An anti-austerity demonstration by more than 80,000 people in Athens degenerated into violence on Wednesday as hundreds of protesters clashed with riot police ahead of a crucial parliamentary vote on new spending cuts.
The vote is the toughest test yet for the country's fragile four month-old coalition government, which must pass the 13.5 billion euros ($17 billion) package of measures to ensure Greece continues receiving vital bailout funds from its international creditors to avoid bankruptcy.
Hundreds of protesters hurled rocks and gasoline bombs at lines of riot police guarding Parliament, who responded with volleys of tear gas and stun grenades, and the first use of water cannon in Greece in years.
Some in the 80,000-strong demonstration ran for cover as running battles broke out with police on the second day of a 48-hour general strike. Clouds of tear gas rose from Syntagma Square.
Inside the Parliament building, lawmakers interrupted the debate as Parliament employees went on strike to protest cuts to their wages brought by Finance Minister Yannis Stournaras in an amendment to the austerity bill.
Stournaras later withdrew the amendment, and the tempestuous debate resumed after Parliament employees returned to work.
The austerity package is expected to scrape through when the vote is held later in the night.

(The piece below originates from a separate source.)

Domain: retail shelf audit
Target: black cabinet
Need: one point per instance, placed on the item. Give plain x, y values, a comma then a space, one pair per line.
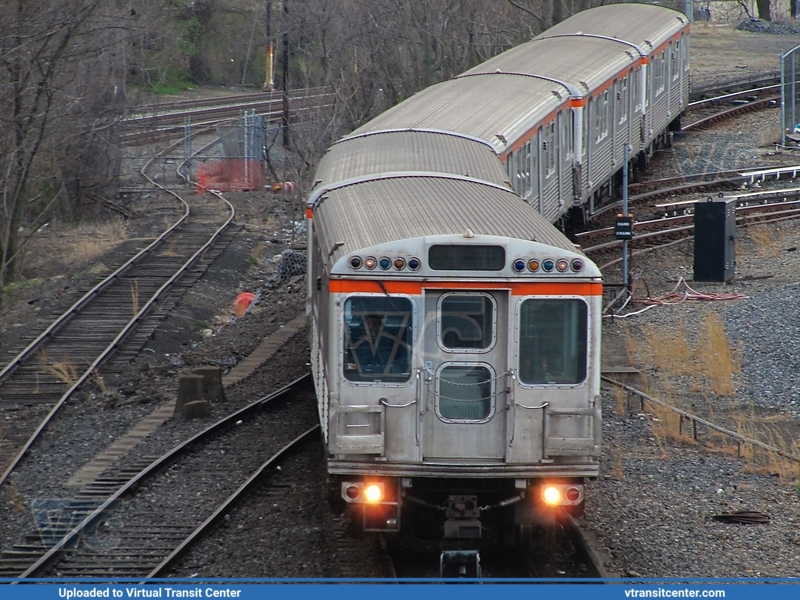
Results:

But any defections or abstentions could severely weaken the conservative-led coalition formed in June.
"This bill not only demonstrates that this country will honor its international commitments in return for the major amounts of assistance it has received, it is a commitment to proceed with major structural reforms," Stournaras said.
The government combined has 176 of Parliament's 300 seats, and needs a simple majority of those present to pass the bill. Without the Democratic Left, which has said it will vote against, Samaras' conservatives and the Socialists control 160 votes. However, there is still a threat of more dissenters.
Greece's next bailout loan installment of 31.5 billion euros, out of a total of 240 billion euros, is already five months overdue. Without it, Prime Minister Antonis Samaras says, Greece will run out of money on Nov. 16.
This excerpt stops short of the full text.